Anak Laki-Laki Makin Rentan Terkena Kejahatan Seksual

JAKARTA – Koordinator Tim Ahli Pengarusutamaan Gender di sembilan Perguruan Tinggi Keagamaan Islam sekaligus  Wakil Ketua Komisi Perlindungan Anak Indonesia (KPAI) Susanto mengatakan, terungkapnya kasus kejahatan seksual terhadap anak di Bogor telah menghebohkan publik.

“Bahkan menurut Direktur Tindak Pidana Ekonomi Khusus Bareskrim Polri Brigjen Pol Agung Setya,  saat awal penelusuran pelaku AR, hanya diketahui korbannya sebanyak delapan antara lain terdiri dari tujuh anak. Namun, daftarnya ada 99 anak yang diduga menjadi obyek eksploitasi seksual pelaku dan jaringannya,” katanya, Selasa, (27/9).

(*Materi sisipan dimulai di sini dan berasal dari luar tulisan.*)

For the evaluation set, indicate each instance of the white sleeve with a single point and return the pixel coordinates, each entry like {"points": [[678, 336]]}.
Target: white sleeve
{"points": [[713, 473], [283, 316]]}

Pelaku atau germo yang menjual anak laki-laki di Bogor, ujar Susanto, tampaknya merupakan residivis dan telah mengalami proses hukum yang mirip. Hanya saja, kasus pertama korbannya perempuan, namun kasus terakhir mengalami perbedaan pola. Yakni, pelaku justru mengesploitasi anak laki-laki untuk kaum penyuka sesama jenis.

Kasus tersebut, menurut Susanto, merupakan bagian kecil dari kompleksitas kasus yang ada. Kata dia, masih banyak kasus kejahatan seksual, trafficking,  pornografi, prostitusi, penelantaran dengan modus yang semakin canggih dan selalu bermetamorfosis dari waktu ke waktu, seiring dengan perubahan sosial dan perkembangan teknologi yang semakin pesat.

“Semakin canggihnya modus kejahatan, kerentanan tidak hanya pada perempuan dan anak perempuan. Namun anak laki-laki juga rentan tergantung konteks dan lingkungan sosial berada,” kata dia.

Kejahatan terjadi sangat dinamis. Perempuan, anak, dan kelompok rentan seringkali menjadi obyek kejahatan dengan berbagai modus dan bentuknya. Kejahatan merupakan bentuk nyata dari penyimpangan sosial dan berpotensi mencetak pelaku baru.

Menurut teori pergaulan berbeda (Differential Association) Edwin H. Sutherland, ucap Susanto, penyimpangan perilaku akibat dari pergaulan dengan sekelompok orang yang telah menyimpang bisa terjadi. Penyimpangan diperoleh melalui proses alih budaya (cultural transmission). Melalui proses ini seseorang mempelajari suatu subkebudayaan menyimpang (deviant subculture), sehingga melakukan tindakan yang sama.

Kehidupan dan kegiatan akademik seyogyanya selalu berkembang, bergerak maju bersama dinamika perubahan sosial. Saat masyarakat dihadapkan pada kompleksitas masalah kekerasan berbasis gender, lazimnya budaya akademik menangkap sinyal, bukan justru menjaga jarak dan ekslusif.

Melihat kompleksitas kerentanan perempuan dan anak dari segala bentuk kejahatan, kekerasan, diskriminasi dan marginalisasi, kata dia, maka budaya akademik sangat dinantikan relevansinya. “Perguruan tinggi termasuk Perguruan Tinggi Keagamaan Islam (PTKI), perlu melakukan pengembangan kultur akademik sebagai basis penguatan perspektif, kepekaan dan keterampilan, jika para alumni ingin menjadi bagian dari solusi, bukan menjadi bagian dari masalah,” tandasnya.